By Charlotte K. Jarmy
Published on 10/20/1999

Reflections

"To everything there is a season, and a time to every purpose under heaven...." The wisdom of Ecclesiastes resonates through the centuries but seems particularly appropriate to the changing seasons from summer to fall. We move from the natural splendor of flowers that brighten our lives for a short time to the deeper glow of autumn color, so often preparing us for the darkness of winter,.

This shift in time should be expected, even in the strange climate that El Nino and La Nina accorded us. Yet, I feel a yearning to hold on to the warmth of September and October, for change leaves us vulnerable and anxious about the months and years to come. Here we are barreling toward a new century, everyone concerned about technology. There is in this concern a deeper reason for introspection, an understanding that for many of us enormous changes in medicine, in government and even in human relationships will occur.

In my personal life, I am acutely aware of change that has already taken place. I no longer work for Stanford. After five great years, I have moved away from my early teaching experience dealing with high school to a new one: adult education. Just as the warmth of summer acts as a transition into autumn, my years of teaching experience help me to make the interesting move to helping adult writers hone their considerable talents. A positive change!

This month I await the expected publication of my book with trepidation tempered by happiness. This experience can be compared to childbirth, painful but fulfilling, since the subtitle of the fictionalized memoir is " a mixed blessing." The birthing took far longer than the traditional nine months! What creature on earth has a gestation period of four years?

There are other autumnal changes that darken my vision. My son's marriage has dissolved, and little Jeremy says, "Grandma, I just don't get it." Neither do I, my darling grandson.... Another concern: health as one ages becomes a necessary preoccupation, attested to by all the articles I dutifully clip and try to commit to memory: should I take the latest supplement that trumpets forth its claims to miraculous recovery? (I confess to buying slippers with magnets, but don't tell anybody.) On a far more serious note, we have lost good friends, and our concern with our own mortality burrows its way into our thoughts in the dim hours before dawn.

What is the other side of the coin? What creates happiness in this autumn of our lives? A young man eating his fast food next to me in a food mall asks, "What is the most important goal in your life?" I didn't quite choke on my chow mein, but I wondered if I should be worried. I answered shortly, "Happiness." When he embarked on his spiel, I realized that he was after my soul. On my ride home, I tried to define happiness in my own terms. From red light to red light, I remembered the joy I felt when we watched "Kids Say the Darndest Things." I wanted to adopt every one of them. I should have told that young man that children alone bring immortality into my future.

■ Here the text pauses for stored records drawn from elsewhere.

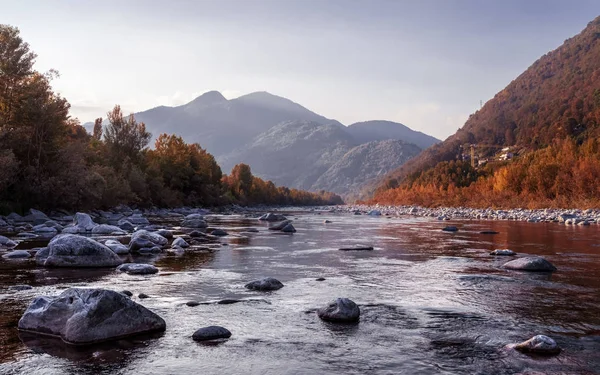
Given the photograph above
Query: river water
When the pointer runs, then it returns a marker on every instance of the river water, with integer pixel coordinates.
(431, 302)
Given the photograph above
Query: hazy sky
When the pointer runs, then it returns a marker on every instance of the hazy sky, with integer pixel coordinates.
(424, 63)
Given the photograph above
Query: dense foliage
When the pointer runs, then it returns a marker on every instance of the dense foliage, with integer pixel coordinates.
(49, 161)
(550, 117)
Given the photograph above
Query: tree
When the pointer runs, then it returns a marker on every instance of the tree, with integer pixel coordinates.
(125, 138)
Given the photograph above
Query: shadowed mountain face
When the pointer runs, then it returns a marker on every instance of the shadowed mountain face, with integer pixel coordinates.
(286, 143)
(222, 125)
(377, 130)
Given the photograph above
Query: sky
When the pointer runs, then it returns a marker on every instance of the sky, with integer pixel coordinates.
(425, 63)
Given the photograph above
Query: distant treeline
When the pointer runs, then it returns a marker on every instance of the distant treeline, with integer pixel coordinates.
(49, 161)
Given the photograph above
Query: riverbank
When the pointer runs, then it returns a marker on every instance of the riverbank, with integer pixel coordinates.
(564, 216)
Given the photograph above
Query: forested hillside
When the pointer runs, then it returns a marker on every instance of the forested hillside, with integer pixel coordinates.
(48, 161)
(549, 117)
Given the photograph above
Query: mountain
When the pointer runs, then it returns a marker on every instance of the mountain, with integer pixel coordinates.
(553, 108)
(368, 131)
(293, 153)
(222, 125)
(363, 163)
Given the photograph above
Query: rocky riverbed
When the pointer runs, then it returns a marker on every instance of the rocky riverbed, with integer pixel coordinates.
(236, 296)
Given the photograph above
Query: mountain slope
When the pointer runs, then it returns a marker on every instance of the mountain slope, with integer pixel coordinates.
(556, 101)
(293, 153)
(222, 125)
(365, 162)
(378, 130)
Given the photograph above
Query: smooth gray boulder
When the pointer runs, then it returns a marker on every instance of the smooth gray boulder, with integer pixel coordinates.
(70, 250)
(180, 242)
(145, 239)
(280, 226)
(289, 229)
(272, 217)
(503, 252)
(17, 254)
(107, 229)
(88, 316)
(342, 310)
(117, 247)
(265, 284)
(219, 232)
(137, 269)
(194, 221)
(7, 242)
(165, 233)
(539, 344)
(211, 333)
(531, 264)
(126, 225)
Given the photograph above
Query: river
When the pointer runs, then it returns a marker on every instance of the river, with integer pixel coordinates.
(431, 302)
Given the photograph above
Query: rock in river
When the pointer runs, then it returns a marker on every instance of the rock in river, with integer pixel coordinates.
(503, 252)
(266, 284)
(87, 316)
(69, 250)
(144, 239)
(533, 264)
(137, 268)
(342, 310)
(211, 333)
(539, 344)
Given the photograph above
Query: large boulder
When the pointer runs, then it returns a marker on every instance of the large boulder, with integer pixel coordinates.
(87, 316)
(265, 284)
(69, 250)
(539, 344)
(145, 239)
(342, 310)
(137, 269)
(271, 217)
(194, 221)
(211, 333)
(107, 229)
(532, 264)
(117, 247)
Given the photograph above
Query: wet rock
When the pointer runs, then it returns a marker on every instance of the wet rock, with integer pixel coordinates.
(7, 242)
(265, 284)
(165, 233)
(532, 264)
(117, 247)
(107, 229)
(137, 269)
(288, 229)
(219, 232)
(87, 316)
(272, 217)
(144, 239)
(539, 344)
(342, 310)
(356, 248)
(126, 225)
(211, 333)
(194, 221)
(503, 252)
(180, 242)
(20, 287)
(69, 250)
(17, 254)
(280, 226)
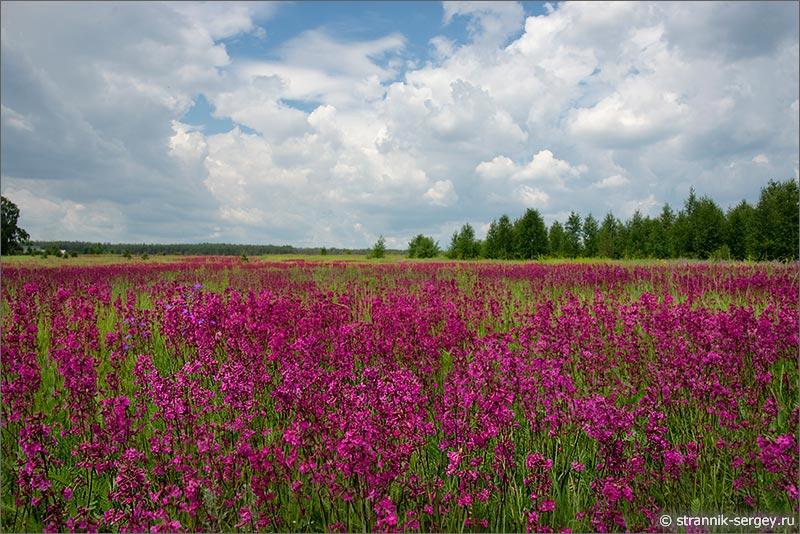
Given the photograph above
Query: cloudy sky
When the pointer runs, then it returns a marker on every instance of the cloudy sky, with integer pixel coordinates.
(332, 123)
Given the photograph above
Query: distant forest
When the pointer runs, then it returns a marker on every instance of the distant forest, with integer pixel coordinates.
(188, 249)
(768, 230)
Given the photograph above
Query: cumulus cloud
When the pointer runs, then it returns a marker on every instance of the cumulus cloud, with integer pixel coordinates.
(616, 180)
(442, 193)
(336, 140)
(543, 167)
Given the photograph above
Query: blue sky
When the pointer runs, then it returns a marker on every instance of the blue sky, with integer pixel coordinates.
(330, 123)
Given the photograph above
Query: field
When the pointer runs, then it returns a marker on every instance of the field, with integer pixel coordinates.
(220, 395)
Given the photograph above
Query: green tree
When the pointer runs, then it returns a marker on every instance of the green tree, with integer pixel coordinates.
(636, 236)
(661, 236)
(556, 238)
(378, 250)
(490, 244)
(740, 231)
(572, 235)
(777, 220)
(590, 236)
(708, 227)
(608, 245)
(463, 245)
(683, 229)
(13, 237)
(423, 247)
(530, 235)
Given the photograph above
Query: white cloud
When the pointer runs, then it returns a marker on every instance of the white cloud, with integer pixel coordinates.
(15, 120)
(442, 193)
(644, 206)
(616, 180)
(625, 99)
(544, 167)
(532, 197)
(490, 22)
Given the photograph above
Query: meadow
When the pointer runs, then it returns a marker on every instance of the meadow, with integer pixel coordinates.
(213, 394)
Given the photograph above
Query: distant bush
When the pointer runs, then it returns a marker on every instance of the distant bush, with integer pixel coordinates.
(378, 250)
(423, 247)
(723, 253)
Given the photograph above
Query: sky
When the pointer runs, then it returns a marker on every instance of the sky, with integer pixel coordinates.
(331, 123)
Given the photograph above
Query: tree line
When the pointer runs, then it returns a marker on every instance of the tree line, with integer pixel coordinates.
(766, 231)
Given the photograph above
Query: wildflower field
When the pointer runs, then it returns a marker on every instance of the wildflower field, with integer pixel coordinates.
(220, 395)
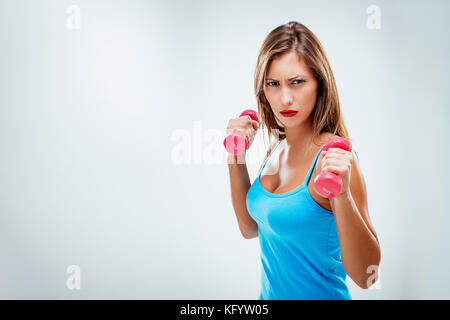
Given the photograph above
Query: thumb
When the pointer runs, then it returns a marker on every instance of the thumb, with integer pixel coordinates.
(255, 124)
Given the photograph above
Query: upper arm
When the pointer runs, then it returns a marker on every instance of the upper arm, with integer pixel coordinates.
(359, 193)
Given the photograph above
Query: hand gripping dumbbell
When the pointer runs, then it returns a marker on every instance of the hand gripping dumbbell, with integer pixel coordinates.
(329, 184)
(236, 142)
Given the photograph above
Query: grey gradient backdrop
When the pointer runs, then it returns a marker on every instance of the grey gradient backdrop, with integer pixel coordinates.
(87, 125)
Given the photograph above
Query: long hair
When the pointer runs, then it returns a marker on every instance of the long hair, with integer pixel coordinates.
(326, 115)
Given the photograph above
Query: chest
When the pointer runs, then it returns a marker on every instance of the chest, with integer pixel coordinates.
(279, 176)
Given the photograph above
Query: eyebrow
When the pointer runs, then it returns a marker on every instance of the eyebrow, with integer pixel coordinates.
(288, 79)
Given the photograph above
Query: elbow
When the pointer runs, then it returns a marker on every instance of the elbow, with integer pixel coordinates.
(369, 277)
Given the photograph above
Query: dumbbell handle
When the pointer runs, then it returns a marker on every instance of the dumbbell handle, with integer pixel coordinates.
(236, 142)
(329, 184)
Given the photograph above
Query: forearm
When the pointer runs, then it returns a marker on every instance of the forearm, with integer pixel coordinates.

I know, too, the feeling of deep love when I'm with old friends. We meet for lunch and share the pleasures and pains of our lives. Unspoken love warms our hearts as we notice the impact of the passing years.

Most of all, my husband fulfills my definition of marital happiness: the capacity to lose the self in order to enter the mind and soul of this closest and most complex of all relationships. So farewell summer and welcome to the warmth and promise of autumn.

Charlotte K. Jarmy , a Los Altos resident, is a longtime free-lance writer for the Town Crier.